Vitalik Buterin, Ethereum co-founder
“We’re right on the cusp, of what I like to think of, as the broadband moment of digital currency.”
Jeremy Allaire, Circle CEO
“I think a new investor could put 5% into Bitcoin. Bitcoin’s not going back to zero […] It could certainly trade back to $14,000 — you could lose 30-40%, but you’re not losing 80-90% of your money.”
Mike Novogratz, Galaxy Digital founder and CEO
“I think there are a few issues that are still holding back the majority of institutional investors from allocating capital freely toward Bitcoin.”
Robert Li, Draper Dragon analyst
“We believe that cryptocurrency will eventually be powered completely by clean power, eliminating its carbon footprint and driving adoption of renewables globally.”
Jack Dorsey, Square CEO
“It wouldn’t have taken that much effort for Facebook to find out if there’s another Diem in financial services.”
Chris Adelsbach, Diem co-founder
“A wolf in sheep’s clothing is still a wolf.”
Olaf Scholz, German finance minister
Prediction of the Week
Bitcoin will eat gold’s market share, according to JPMorgan
Growing mainstream acceptance of BTC as a reserve asset is having a direct impact on gold, according to analysts at JPMorgan Chase.

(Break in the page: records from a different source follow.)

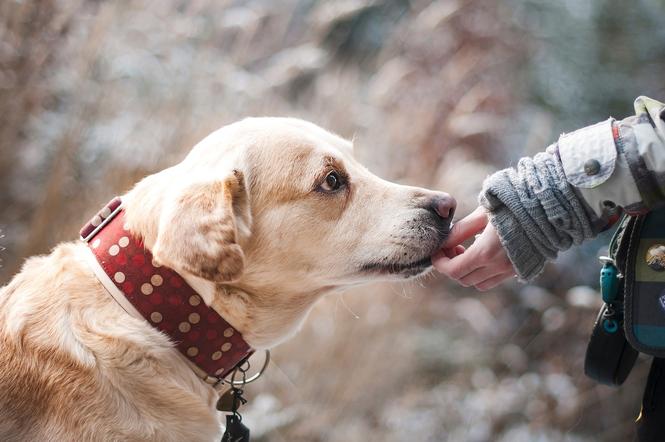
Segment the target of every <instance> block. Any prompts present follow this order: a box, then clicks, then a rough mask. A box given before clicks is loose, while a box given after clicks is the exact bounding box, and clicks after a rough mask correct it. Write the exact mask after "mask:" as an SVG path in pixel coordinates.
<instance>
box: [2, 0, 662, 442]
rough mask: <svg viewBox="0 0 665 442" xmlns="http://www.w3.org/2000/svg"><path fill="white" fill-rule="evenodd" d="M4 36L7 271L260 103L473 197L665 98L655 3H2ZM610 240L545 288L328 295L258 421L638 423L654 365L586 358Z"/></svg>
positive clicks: (262, 411)
mask: <svg viewBox="0 0 665 442" xmlns="http://www.w3.org/2000/svg"><path fill="white" fill-rule="evenodd" d="M0 36H1V38H0V114H1V115H2V118H0V207H1V209H0V229H1V231H2V235H3V236H2V238H1V239H0V246H2V247H3V249H4V250H3V251H2V252H0V258H1V259H2V262H1V268H0V283H1V284H4V283H6V282H7V281H8V280H9V279H10V278H11V276H12V275H13V274H14V273H15V272H16V271H17V270H18V269H19V268H20V265H21V263H22V262H23V260H24V259H25V258H26V257H27V256H30V255H33V254H36V253H44V252H47V251H48V250H49V249H50V248H51V247H53V246H54V245H55V244H56V243H58V242H59V241H63V240H70V239H73V238H75V237H76V236H77V231H78V229H79V227H80V225H81V224H82V222H83V221H85V220H87V218H88V217H89V215H90V214H92V213H94V212H95V211H96V210H97V209H98V208H99V207H100V204H103V203H105V202H106V201H107V200H108V199H110V198H111V197H112V196H114V195H116V194H120V193H122V192H124V191H126V190H127V189H128V188H129V187H130V186H131V185H132V184H133V183H134V182H136V181H137V180H138V179H139V178H141V177H143V176H145V175H146V174H149V173H152V172H155V171H158V170H160V169H162V168H164V167H166V166H169V165H171V164H174V163H175V162H177V161H179V160H180V159H182V158H183V157H184V155H185V154H186V153H187V151H188V150H189V149H190V148H191V146H193V145H194V144H195V143H196V142H197V141H199V140H200V139H201V138H203V137H204V136H205V135H207V134H208V133H209V132H211V131H213V130H214V129H216V128H219V127H220V126H222V125H224V124H227V123H230V122H233V121H235V120H238V119H240V118H242V117H245V116H250V115H252V116H259V115H279V116H297V117H301V118H304V119H307V120H311V121H313V122H315V123H318V124H319V125H321V126H324V127H326V128H328V129H330V130H333V131H335V132H337V133H339V134H341V135H342V136H345V137H348V138H351V137H355V140H356V151H357V156H358V157H359V158H360V160H361V161H363V162H364V163H365V164H366V165H367V166H368V167H369V168H370V170H372V171H374V172H375V173H377V174H379V175H381V176H383V177H385V178H388V179H390V180H393V181H397V182H402V183H408V184H413V185H420V186H426V187H431V188H437V189H441V190H445V191H447V192H449V193H451V194H453V195H454V196H456V197H457V199H458V200H459V201H460V204H461V208H460V210H459V212H458V213H459V215H463V214H465V213H468V212H469V211H470V210H471V209H472V208H473V206H474V204H475V201H476V195H477V192H478V190H479V189H480V185H481V183H482V180H483V178H484V177H485V176H486V175H487V174H488V173H490V172H491V171H493V170H495V169H497V168H502V167H506V166H509V165H513V164H515V162H516V160H517V159H518V158H519V157H520V156H523V155H528V154H534V153H535V152H538V151H540V150H543V149H544V148H545V147H546V146H547V145H548V144H549V143H551V142H553V141H555V140H556V139H557V138H558V135H559V134H560V133H561V132H564V131H572V130H574V129H576V128H579V127H582V126H585V125H588V124H592V123H595V122H597V121H600V120H602V119H605V118H607V117H608V116H609V115H612V116H614V117H617V118H622V117H625V116H628V115H630V114H632V113H633V109H632V101H633V100H634V98H635V97H637V96H638V95H641V94H644V95H649V96H652V97H653V98H656V99H660V100H663V99H665V82H663V72H665V4H664V2H663V1H662V0H636V1H633V2H611V1H609V0H587V1H577V0H563V1H557V2H552V1H548V0H504V1H501V2H498V1H481V0H468V1H463V0H459V1H453V0H444V1H436V2H429V1H425V0H384V1H381V0H376V1H372V0H348V1H347V0H342V1H317V0H277V1H228V0H209V1H201V0H199V1H184V0H182V1H156V0H155V1H127V0H119V1H115V2H103V1H93V0H39V1H35V0H3V1H2V2H1V3H0ZM607 240H608V236H607V235H605V236H604V237H603V238H599V239H598V240H596V241H595V242H593V243H590V244H588V245H586V246H585V247H583V248H580V249H577V250H575V251H572V252H569V253H566V254H564V255H563V256H562V257H561V258H560V259H559V260H558V261H557V263H556V264H555V265H551V266H550V267H548V269H547V271H546V273H545V274H544V275H543V276H542V277H540V278H539V279H538V281H536V283H535V284H533V285H526V286H525V285H520V284H516V283H515V284H512V285H511V284H508V285H506V286H503V287H501V288H499V289H497V290H494V291H492V292H489V293H484V294H480V293H476V292H475V291H473V290H470V289H463V288H460V287H457V286H454V285H452V284H450V283H449V282H447V281H445V280H444V279H443V278H441V277H437V276H434V275H432V276H430V277H427V278H425V279H423V280H421V281H419V282H412V283H408V284H403V285H372V286H366V287H363V288H359V289H355V290H353V291H350V292H348V293H347V294H345V295H343V296H342V297H334V298H332V297H331V298H329V299H326V300H325V301H324V302H321V303H320V304H318V305H317V307H316V308H315V311H314V312H313V313H312V316H311V317H310V318H309V320H308V321H307V322H306V324H305V327H304V329H303V330H302V332H301V333H300V334H299V335H298V336H297V337H296V338H295V339H293V340H292V341H290V342H288V343H287V344H285V345H282V346H280V347H279V348H277V349H275V351H274V361H275V364H273V365H272V366H271V367H270V369H269V371H268V374H267V375H266V377H265V378H264V379H263V380H262V381H261V382H259V383H257V384H256V385H252V387H251V388H250V389H249V390H250V391H249V397H250V399H251V400H250V403H249V404H248V406H247V407H246V408H245V415H246V416H245V420H246V422H248V424H249V426H250V427H251V429H252V433H253V436H254V438H255V440H257V441H278V442H279V441H322V442H323V441H331V442H332V441H340V442H341V441H382V442H383V441H386V442H388V441H414V440H419V441H511V442H514V441H562V440H566V441H624V440H630V439H631V437H632V430H633V420H634V418H635V417H636V415H637V412H638V411H639V402H640V398H641V394H642V389H643V386H644V382H645V375H646V373H647V370H648V361H647V360H646V359H640V360H639V361H638V363H637V366H636V367H635V369H634V371H633V373H632V374H631V376H630V378H629V379H628V381H627V382H626V384H625V385H624V386H623V387H621V388H619V389H613V388H609V387H602V386H598V385H596V384H594V383H593V382H591V381H590V380H588V379H586V378H585V377H584V374H583V369H582V365H583V356H584V350H585V347H586V340H587V338H588V334H589V332H590V331H591V327H592V323H593V321H594V318H595V315H596V311H597V308H598V306H599V295H598V293H597V292H596V290H597V279H598V268H599V266H598V263H597V261H596V259H595V257H596V255H597V252H598V250H599V249H600V248H601V247H602V246H603V244H604V243H605V242H607ZM257 363H258V361H257Z"/></svg>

Quantitative strategists believe Bitcoin’s digital gold narrative will draw investors away from precious metals — possibly for years to come.
In a note to clients, JPMorgan’s analysts added: “The adoption of Bitcoin by institutional investors has only begun, while for gold, its adoption by institutional investors is very advanced. If this medium to longer-term thesis proves right, the price of gold would suffer from a structural headwind over the coming years.”
Also this week, the investment bank’s head of wholesale payments, Takis Georgakopoulos, confirmed that JPMorgan has “softened its stance” toward Bitcoin in recent years.
FUD of the Week
France moves to ban anonymous crypto accounts to prevent money laundering
New restrictions in France are being rolled out to ban anonymous crypto accounts in the hope that digital assets won’t be used for money laundering and terrorism financing.
While finance minister Bruno Le Maire said digital assets provide “significant opportunities for the economy,” he also warned that crypto comes with significant risks.
In September 2020, 29 people were arrested on suspicion of using crypto to send funds to al Qaeda and Islamic State fighters in Syria.
“Low income” Oyster Protocol founder allegedly had $10M yacht full of gold bars
The founder of a now-defunct cryptocurrency has been arrested and charged in connection with a “multimillion-dollar tax evasion scheme.”
Amir Bruno Elmaani — also known as “Bruno Block” — allegedly claimed he had only earned $15,000 in his 2017 tax return and that he earned nothing in 2018. Despite that, he’s accused of buying a $10-million yacht, two homes and spending $700,000 in home improvement stores.
The 28-year-old is believed to have kept gold bars in a safe on his yacht and to have used large sums of cash to pay for personal expenses.
If convicted, Elmaani faces five years in prison for each count of tax evasion.
“After this arrest, he won’t be sailing anywhere anytime soon,” FBI assistant director William Sweeney added.
Execs from “99% fake” exchange face charges over market manipulation
Executives of what was once South Korea’s third-largest cryptocurrency exchange have been charged over market manipulation allegations.
Prosecutors are preparing a case against Coinbit chairman Choi Mo and two unnamed executives on charges of fraud and forgery.
The police searched and confiscated a number of properties associated with Coinbit in a series of August raids. At that time, authorities estimated that 99% of the exchange’s volume had been faked by wash trading BTC and other cryptocurrencies and that those responsible for the exchange’s fraudulent activities had netted $84 million.